Likewise, switching it up from Camp Crystal Lake-- this time the place otherwise known as Camp Blood is now a Counselor Training Center. And although you wouldn't imagine that people would still return to a site filled with so much carnage, there's another randy group of young adults all too willing to visit, despite the obligatory warning not to go near there since as we realize following the opener, five years have passed since the events of the first movie.

As a franchise expert notes in one of the Blu-ray's extras-- the filmmakers themselves acknowledged that they were basically remaking the first one but now with better technology and a bigger budget which allowed them to do so in a way that they hoped would make it "bloodier, scarier, slicker," and much faster than its predecessor with crisper camera work and deaths that become far more elaborate as the idea of booby-traps are worked in to frightening effect.

While most of the characters are interchangeable and don't make much of an impression in the slightest, the character of Ginny played by Amy Steel is a much stronger one than King's Alice as she takes the time to psychoanalyze Jason (asking her cohorts in a bar to think hypothetically with the idea that it was all real instead of a legend) and engages in a terrifically tense cat-and-mouse chase in the last portion of the film that does indeed surpass the original one.



Although they will never top King's shock with the flipped canoe as audiences first met Jason and the second is essentially only interesting for its development of Jason as we see the early workings of the character who has come a very long way from the guy we first saw just by his dark shoes-- the moonlit showdown between Ginny and Jason is excellent.

With Harry Manfredini's instantly recognizable and incredible horror score of "chh chh chh ahh ahh ahh" working overtime, Ginny tries to break down his insanity in one admittedly cheesy but creative sequence where she impersonates his mother.
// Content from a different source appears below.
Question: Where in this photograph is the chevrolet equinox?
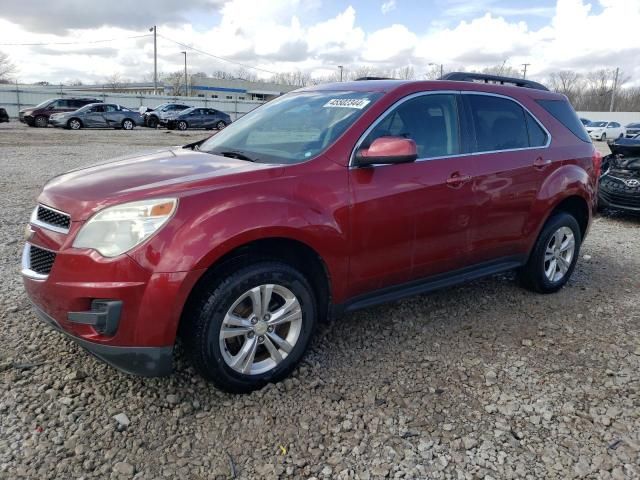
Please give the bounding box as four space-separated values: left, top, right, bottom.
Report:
22 73 600 393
Thus she proves to be a far more intellectually capable horror heroine than we're usually dealt with repetitions of women holding tiny knives and hiding under beds or in closets (all of which is done here as well at one point or another).

Featuring all of the extras given the high definition treatment, although "Inside 'Crystal Lake Memories'" which interviews the expert who literally wrote the book on the franchise is the only worthwhile one-- overall, it's an intriguing variation of the same film as the first one that's perhaps less novel, less filled with the genuine shock of the first (with the canoe and killer as a middle aged mother) but technically superior and boasting a great role for Amy Steel as Ginny.



While there's no hiding the age of the picture, Paramount did a tremendous job with this remastered Blu-ray that encapsulates the same effect and heightened surround sound of the DVD release earlier in the year via the studio's Deluxe Edition but sharpening it up considerably for the move to 1080 pixels. Although of course, you can watch the film in 5.1 surround or Dolby TrueHD-- as a purist, I loved viewing it in the retro mono sound which-- together with the enhanced picture made me feel as though I was seeing the film back in the theatre in 1981.